Just a small trip back to the early 90’s. As silly as it seems, not much has changed. Well, maybe the background music but definitely not the sentiment.
We live in a society that wants everything now. The faster, the better. We want things yesterday, not in ten minutes. This includes our food, our entertainment, and even our healing.
We want to be better now! We want to take a pill, have it all go away (whatever our IT is), and go on with our lives. Period.
Acupuncture and herbs don’t work that way. (Sorry to bust your bubbles.)
This is (unfortunately) a scenario that sometimes happens here at the clinic:
People come, wanting to try acupuncture. They are excited, it is something new; (or maybe they are nervous because it is something new.) They exclaim they have tried everything else and nothing has worked. Acupuncture is their last hope.
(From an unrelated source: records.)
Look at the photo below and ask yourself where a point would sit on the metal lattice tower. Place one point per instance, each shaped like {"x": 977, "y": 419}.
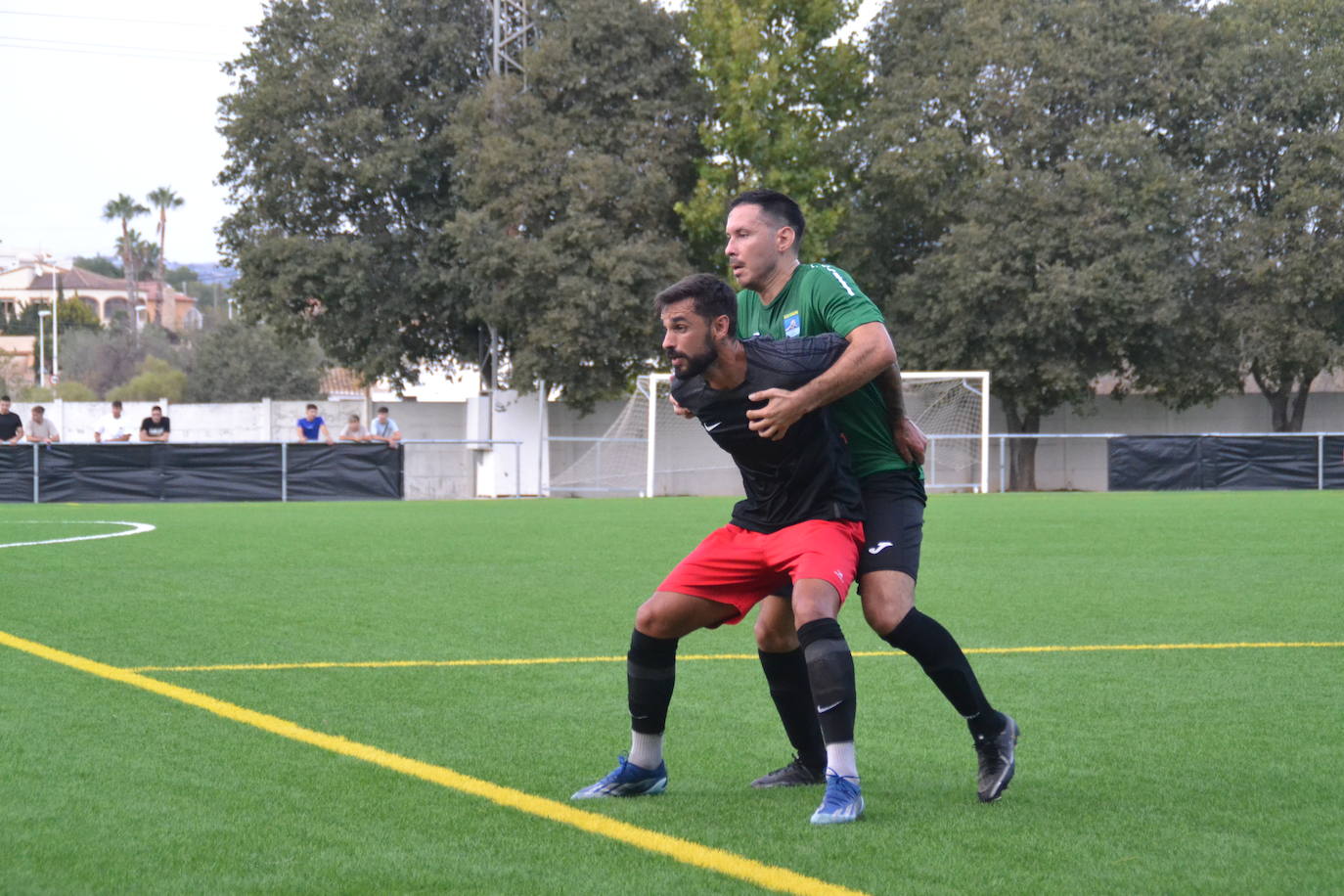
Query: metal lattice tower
{"x": 514, "y": 32}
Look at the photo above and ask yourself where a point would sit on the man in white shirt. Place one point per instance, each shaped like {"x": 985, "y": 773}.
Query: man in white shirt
{"x": 384, "y": 428}
{"x": 112, "y": 427}
{"x": 40, "y": 428}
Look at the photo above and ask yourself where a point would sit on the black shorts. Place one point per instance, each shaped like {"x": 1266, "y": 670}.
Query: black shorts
{"x": 893, "y": 521}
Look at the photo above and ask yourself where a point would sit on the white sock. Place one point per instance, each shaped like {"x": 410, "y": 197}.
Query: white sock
{"x": 647, "y": 749}
{"x": 840, "y": 759}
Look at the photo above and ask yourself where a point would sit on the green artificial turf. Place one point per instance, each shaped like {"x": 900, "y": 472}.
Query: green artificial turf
{"x": 1139, "y": 771}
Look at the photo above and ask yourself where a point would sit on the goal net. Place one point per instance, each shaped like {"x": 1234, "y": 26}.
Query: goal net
{"x": 952, "y": 407}
{"x": 648, "y": 450}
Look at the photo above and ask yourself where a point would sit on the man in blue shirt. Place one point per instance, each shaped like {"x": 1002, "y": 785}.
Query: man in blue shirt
{"x": 312, "y": 427}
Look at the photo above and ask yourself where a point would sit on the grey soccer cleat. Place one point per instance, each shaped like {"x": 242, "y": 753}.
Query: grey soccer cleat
{"x": 998, "y": 760}
{"x": 796, "y": 774}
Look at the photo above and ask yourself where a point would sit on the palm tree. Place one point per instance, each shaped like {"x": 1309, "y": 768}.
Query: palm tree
{"x": 124, "y": 207}
{"x": 162, "y": 199}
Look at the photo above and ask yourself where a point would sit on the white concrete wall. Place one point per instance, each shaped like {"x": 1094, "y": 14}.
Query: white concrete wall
{"x": 265, "y": 421}
{"x": 696, "y": 465}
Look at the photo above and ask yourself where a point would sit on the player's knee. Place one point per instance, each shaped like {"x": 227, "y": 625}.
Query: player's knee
{"x": 652, "y": 621}
{"x": 773, "y": 639}
{"x": 884, "y": 607}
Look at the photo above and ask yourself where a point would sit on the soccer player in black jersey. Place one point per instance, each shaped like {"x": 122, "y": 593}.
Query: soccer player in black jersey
{"x": 800, "y": 522}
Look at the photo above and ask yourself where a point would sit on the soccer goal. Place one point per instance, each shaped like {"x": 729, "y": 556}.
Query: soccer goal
{"x": 648, "y": 450}
{"x": 952, "y": 407}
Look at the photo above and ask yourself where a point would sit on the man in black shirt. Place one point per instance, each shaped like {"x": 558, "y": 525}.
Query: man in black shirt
{"x": 11, "y": 427}
{"x": 800, "y": 522}
{"x": 157, "y": 426}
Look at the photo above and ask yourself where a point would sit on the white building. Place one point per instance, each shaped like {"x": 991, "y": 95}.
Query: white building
{"x": 36, "y": 277}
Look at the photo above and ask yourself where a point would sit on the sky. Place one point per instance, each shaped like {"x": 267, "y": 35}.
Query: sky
{"x": 72, "y": 70}
{"x": 105, "y": 98}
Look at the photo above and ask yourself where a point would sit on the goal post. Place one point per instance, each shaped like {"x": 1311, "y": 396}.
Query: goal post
{"x": 648, "y": 450}
{"x": 952, "y": 407}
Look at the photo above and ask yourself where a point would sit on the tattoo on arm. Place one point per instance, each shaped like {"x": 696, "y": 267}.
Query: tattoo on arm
{"x": 888, "y": 381}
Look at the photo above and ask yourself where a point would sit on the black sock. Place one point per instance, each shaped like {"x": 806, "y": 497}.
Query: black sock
{"x": 786, "y": 675}
{"x": 650, "y": 675}
{"x": 830, "y": 672}
{"x": 941, "y": 657}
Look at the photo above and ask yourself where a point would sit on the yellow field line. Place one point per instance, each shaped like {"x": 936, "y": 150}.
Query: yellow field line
{"x": 547, "y": 661}
{"x": 683, "y": 850}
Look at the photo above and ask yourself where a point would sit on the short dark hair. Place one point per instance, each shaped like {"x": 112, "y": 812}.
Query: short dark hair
{"x": 712, "y": 297}
{"x": 779, "y": 207}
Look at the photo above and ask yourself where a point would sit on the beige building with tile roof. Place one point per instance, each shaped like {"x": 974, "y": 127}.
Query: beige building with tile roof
{"x": 108, "y": 297}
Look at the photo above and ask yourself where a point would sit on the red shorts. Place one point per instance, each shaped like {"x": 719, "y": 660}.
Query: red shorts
{"x": 739, "y": 567}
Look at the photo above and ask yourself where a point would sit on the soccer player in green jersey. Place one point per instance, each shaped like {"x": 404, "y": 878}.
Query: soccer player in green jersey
{"x": 784, "y": 298}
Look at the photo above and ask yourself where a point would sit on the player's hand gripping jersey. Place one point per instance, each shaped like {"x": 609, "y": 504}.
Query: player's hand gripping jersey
{"x": 804, "y": 475}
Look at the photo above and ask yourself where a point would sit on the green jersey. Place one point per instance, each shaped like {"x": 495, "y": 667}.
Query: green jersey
{"x": 820, "y": 298}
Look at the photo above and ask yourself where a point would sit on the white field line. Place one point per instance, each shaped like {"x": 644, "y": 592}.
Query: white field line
{"x": 136, "y": 528}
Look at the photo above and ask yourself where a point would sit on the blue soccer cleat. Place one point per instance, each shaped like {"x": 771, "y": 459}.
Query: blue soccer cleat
{"x": 628, "y": 781}
{"x": 843, "y": 801}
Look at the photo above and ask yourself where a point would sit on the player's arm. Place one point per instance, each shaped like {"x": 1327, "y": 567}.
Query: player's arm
{"x": 906, "y": 435}
{"x": 869, "y": 355}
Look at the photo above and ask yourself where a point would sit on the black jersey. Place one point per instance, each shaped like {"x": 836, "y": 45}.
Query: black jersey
{"x": 804, "y": 475}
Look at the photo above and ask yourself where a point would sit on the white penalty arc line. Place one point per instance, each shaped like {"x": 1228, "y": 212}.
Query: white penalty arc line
{"x": 136, "y": 528}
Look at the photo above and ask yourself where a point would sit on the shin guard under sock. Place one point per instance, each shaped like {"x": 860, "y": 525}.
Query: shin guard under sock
{"x": 830, "y": 672}
{"x": 650, "y": 675}
{"x": 786, "y": 673}
{"x": 941, "y": 658}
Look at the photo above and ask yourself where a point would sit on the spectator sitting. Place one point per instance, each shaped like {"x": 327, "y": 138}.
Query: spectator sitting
{"x": 40, "y": 428}
{"x": 312, "y": 427}
{"x": 155, "y": 427}
{"x": 384, "y": 428}
{"x": 354, "y": 430}
{"x": 112, "y": 427}
{"x": 11, "y": 427}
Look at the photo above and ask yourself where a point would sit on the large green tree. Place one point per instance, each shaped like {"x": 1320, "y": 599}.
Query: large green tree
{"x": 1021, "y": 208}
{"x": 566, "y": 225}
{"x": 1275, "y": 160}
{"x": 781, "y": 89}
{"x": 240, "y": 362}
{"x": 340, "y": 165}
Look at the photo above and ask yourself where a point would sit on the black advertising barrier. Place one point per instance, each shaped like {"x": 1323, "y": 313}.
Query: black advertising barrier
{"x": 236, "y": 471}
{"x": 15, "y": 473}
{"x": 1163, "y": 463}
{"x": 317, "y": 471}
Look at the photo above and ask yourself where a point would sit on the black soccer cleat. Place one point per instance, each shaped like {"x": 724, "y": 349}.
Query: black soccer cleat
{"x": 998, "y": 760}
{"x": 796, "y": 774}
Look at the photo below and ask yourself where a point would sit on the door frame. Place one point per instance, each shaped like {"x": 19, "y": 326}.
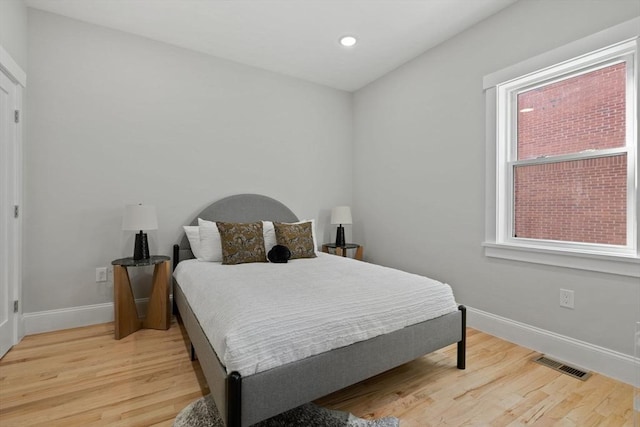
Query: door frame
{"x": 14, "y": 225}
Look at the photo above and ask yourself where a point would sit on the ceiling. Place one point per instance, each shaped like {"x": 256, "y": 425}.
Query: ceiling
{"x": 298, "y": 38}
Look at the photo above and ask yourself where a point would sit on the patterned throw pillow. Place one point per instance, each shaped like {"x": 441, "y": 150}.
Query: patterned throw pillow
{"x": 297, "y": 237}
{"x": 241, "y": 243}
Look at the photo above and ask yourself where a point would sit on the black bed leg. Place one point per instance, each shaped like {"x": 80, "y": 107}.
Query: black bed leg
{"x": 176, "y": 260}
{"x": 234, "y": 397}
{"x": 462, "y": 344}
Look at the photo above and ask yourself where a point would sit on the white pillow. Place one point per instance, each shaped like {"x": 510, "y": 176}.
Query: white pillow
{"x": 193, "y": 235}
{"x": 210, "y": 245}
{"x": 269, "y": 234}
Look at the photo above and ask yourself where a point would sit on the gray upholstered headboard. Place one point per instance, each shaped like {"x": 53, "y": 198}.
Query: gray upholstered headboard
{"x": 238, "y": 208}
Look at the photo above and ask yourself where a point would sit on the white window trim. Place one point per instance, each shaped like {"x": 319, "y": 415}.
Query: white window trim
{"x": 622, "y": 261}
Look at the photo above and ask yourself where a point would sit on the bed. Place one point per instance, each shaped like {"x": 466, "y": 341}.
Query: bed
{"x": 245, "y": 399}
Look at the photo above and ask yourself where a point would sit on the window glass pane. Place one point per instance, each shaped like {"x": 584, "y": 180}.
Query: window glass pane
{"x": 576, "y": 114}
{"x": 575, "y": 201}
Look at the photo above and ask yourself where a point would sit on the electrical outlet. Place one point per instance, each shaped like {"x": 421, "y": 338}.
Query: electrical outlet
{"x": 566, "y": 298}
{"x": 101, "y": 274}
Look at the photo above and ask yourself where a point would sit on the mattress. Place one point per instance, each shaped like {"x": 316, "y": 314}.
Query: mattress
{"x": 261, "y": 315}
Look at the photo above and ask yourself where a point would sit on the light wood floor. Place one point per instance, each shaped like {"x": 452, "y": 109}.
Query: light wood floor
{"x": 83, "y": 377}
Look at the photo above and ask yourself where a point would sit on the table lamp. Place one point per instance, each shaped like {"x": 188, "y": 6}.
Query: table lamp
{"x": 140, "y": 217}
{"x": 341, "y": 215}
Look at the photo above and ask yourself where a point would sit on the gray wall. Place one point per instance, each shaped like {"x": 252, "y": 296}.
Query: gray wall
{"x": 117, "y": 119}
{"x": 419, "y": 175}
{"x": 13, "y": 30}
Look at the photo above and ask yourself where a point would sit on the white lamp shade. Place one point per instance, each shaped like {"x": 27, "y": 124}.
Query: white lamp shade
{"x": 341, "y": 215}
{"x": 139, "y": 217}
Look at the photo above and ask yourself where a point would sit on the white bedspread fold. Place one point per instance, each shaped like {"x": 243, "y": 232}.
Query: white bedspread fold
{"x": 261, "y": 315}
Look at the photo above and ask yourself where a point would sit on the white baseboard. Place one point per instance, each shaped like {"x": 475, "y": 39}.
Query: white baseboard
{"x": 74, "y": 317}
{"x": 613, "y": 364}
{"x": 581, "y": 354}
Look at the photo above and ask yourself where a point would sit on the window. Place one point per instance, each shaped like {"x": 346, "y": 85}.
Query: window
{"x": 564, "y": 137}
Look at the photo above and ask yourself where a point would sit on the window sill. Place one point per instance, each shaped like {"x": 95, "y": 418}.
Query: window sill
{"x": 612, "y": 264}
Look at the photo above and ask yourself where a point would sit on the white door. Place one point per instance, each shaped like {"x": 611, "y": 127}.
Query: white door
{"x": 8, "y": 186}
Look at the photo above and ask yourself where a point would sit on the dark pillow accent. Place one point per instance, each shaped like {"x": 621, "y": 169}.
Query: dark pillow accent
{"x": 297, "y": 237}
{"x": 279, "y": 254}
{"x": 241, "y": 243}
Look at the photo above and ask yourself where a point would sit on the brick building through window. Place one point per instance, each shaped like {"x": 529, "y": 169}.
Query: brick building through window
{"x": 564, "y": 199}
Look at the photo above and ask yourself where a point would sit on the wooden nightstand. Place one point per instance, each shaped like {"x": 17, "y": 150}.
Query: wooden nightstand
{"x": 342, "y": 250}
{"x": 126, "y": 317}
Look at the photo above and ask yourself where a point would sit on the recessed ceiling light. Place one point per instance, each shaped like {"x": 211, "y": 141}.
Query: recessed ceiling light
{"x": 348, "y": 41}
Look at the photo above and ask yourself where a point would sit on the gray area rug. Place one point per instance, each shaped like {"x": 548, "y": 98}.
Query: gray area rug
{"x": 203, "y": 413}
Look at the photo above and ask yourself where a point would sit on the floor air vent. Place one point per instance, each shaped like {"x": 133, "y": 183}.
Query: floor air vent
{"x": 561, "y": 367}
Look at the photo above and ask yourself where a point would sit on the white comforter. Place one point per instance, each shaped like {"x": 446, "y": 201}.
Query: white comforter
{"x": 261, "y": 315}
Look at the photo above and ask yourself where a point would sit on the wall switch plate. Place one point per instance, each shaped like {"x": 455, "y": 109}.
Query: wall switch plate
{"x": 101, "y": 274}
{"x": 566, "y": 298}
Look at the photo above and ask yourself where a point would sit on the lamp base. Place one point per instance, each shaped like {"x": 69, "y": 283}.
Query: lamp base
{"x": 141, "y": 248}
{"x": 340, "y": 236}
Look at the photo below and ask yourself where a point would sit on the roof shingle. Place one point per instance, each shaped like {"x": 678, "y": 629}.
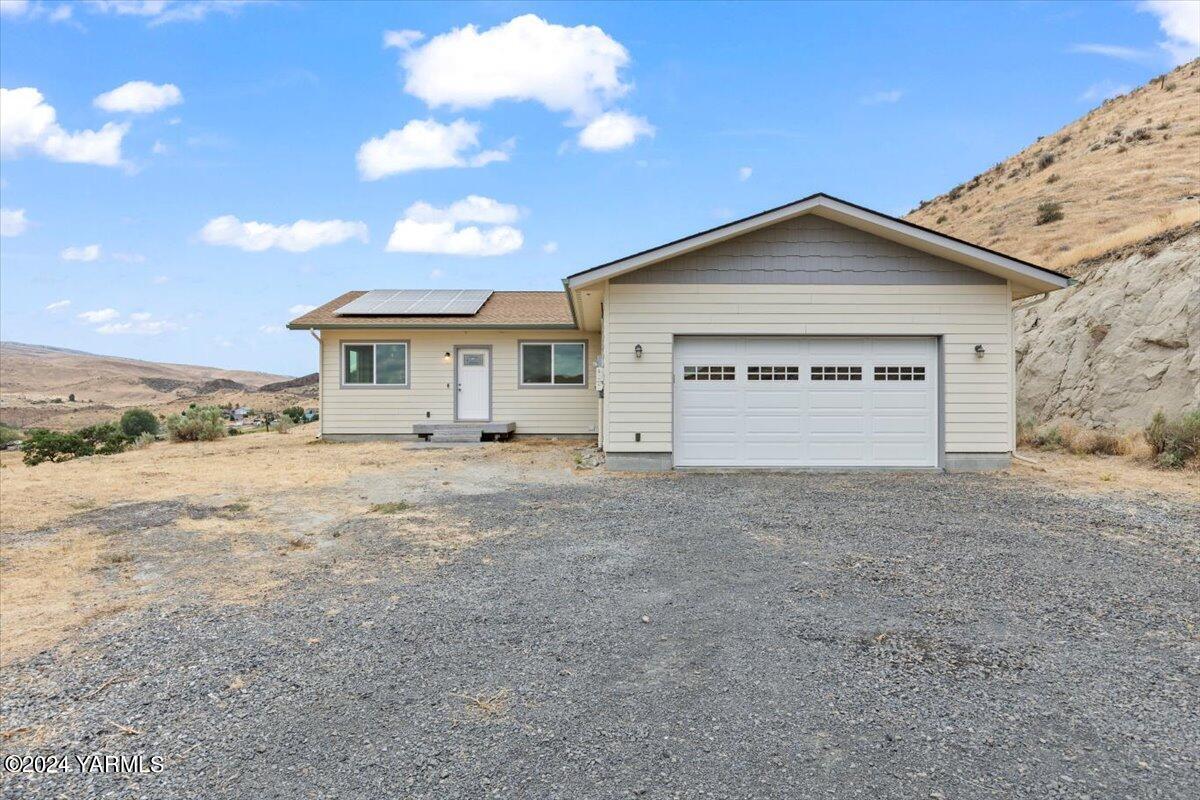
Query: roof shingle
{"x": 502, "y": 310}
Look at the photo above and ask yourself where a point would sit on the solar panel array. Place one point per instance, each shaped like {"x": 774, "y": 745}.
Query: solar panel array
{"x": 417, "y": 302}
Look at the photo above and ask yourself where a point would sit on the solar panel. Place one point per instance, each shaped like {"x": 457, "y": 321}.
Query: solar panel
{"x": 417, "y": 302}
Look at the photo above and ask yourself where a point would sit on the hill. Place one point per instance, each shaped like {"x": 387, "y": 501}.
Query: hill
{"x": 37, "y": 384}
{"x": 1125, "y": 178}
{"x": 1126, "y": 170}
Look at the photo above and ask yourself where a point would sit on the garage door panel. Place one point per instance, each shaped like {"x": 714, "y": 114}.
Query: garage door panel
{"x": 773, "y": 413}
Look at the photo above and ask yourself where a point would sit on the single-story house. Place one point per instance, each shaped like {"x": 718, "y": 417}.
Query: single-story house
{"x": 819, "y": 334}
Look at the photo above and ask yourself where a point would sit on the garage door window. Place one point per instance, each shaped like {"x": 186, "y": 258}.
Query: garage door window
{"x": 708, "y": 372}
{"x": 899, "y": 373}
{"x": 835, "y": 373}
{"x": 773, "y": 373}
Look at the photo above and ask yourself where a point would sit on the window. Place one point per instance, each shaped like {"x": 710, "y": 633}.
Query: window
{"x": 773, "y": 373}
{"x": 709, "y": 373}
{"x": 837, "y": 373}
{"x": 381, "y": 364}
{"x": 899, "y": 373}
{"x": 553, "y": 364}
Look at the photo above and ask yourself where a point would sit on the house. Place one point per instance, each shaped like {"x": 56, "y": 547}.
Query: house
{"x": 819, "y": 334}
They are hedging all of their bets on this.
And then it happens: three, five, seven treatments and their “issues” have not resolved yet. Or maybe there is change but other things are changing, not the issue they came for.
There is frustration, disappointment.
They ask “How long will this take? When can I stop coming?”
We encourage; we know it can be a long process.
They are disillusioned, don’t understand; they want it “now”.
They quit coming, they don’t show up for an appointment, they quit taking their herbs. They jump to another treatment strategy that is going to be “the one.” This time something will work, and fast. It is the best new thing.
You can’t blame them, we all want instant fixes. We live in a society that tells us this is justified, no matter what the topic. We don’t have staying power or follow-through when it gets hard because we are told we don’t need it.
People expect Oriental Medicine to work like Western medicine. And it doesn’t. Oriental Medicine is a whole body approach rather than isolating a symptom or an issue. While Western medicine narrows down, Oriental Medicine broadens. Neither are better or worse, they just work differently; you can’t apply the rules of one to the practice of the other.
It is important to have a clear idea of what to expect when deciding to begin a course of treatment. Rome was not built in a day and the issue you are seeking help for did not materialize over night.
This can be deceiving; it may look like a symptom suddenly broke out but what were the energetic factors and conditions that contributed to it being able to appear at all? How long were these present? How long has the qi been stagnant and not circulating? This is the place that Oriental Medicine attempts to address.
This means that results are gradual. Acute conditions may have relief in a couple of months; chronic conditions may take years. The process is gentle, energetic, and transformative; and not instant.
The process involves taking a look at what habits you have that contribute to the condition and changing them; which can mean lots of self-examination. It also means sticking through when it gets hard. As with any transformation, you have to stay long enough to see the magic; and there is always that dark moment where we are asked if we want to turn back or if we want to keep going.
The beautiful thing about Oriental Medicine is it focuses on body balancing; simultaneously you are affecting areas and issues you weren’t even working on. It is fun to see patients who come in for a session saying something that plagued them for years is suddenly gone, something they did not even think was worth mentioning in the intake; something the practitioner did not even know about.
For those who are patient and have staying power, amazing things can happen. You just have to hang in there, keep putting one foot in front of the other.
And the thing is, when you keep going, eventually does turn into now.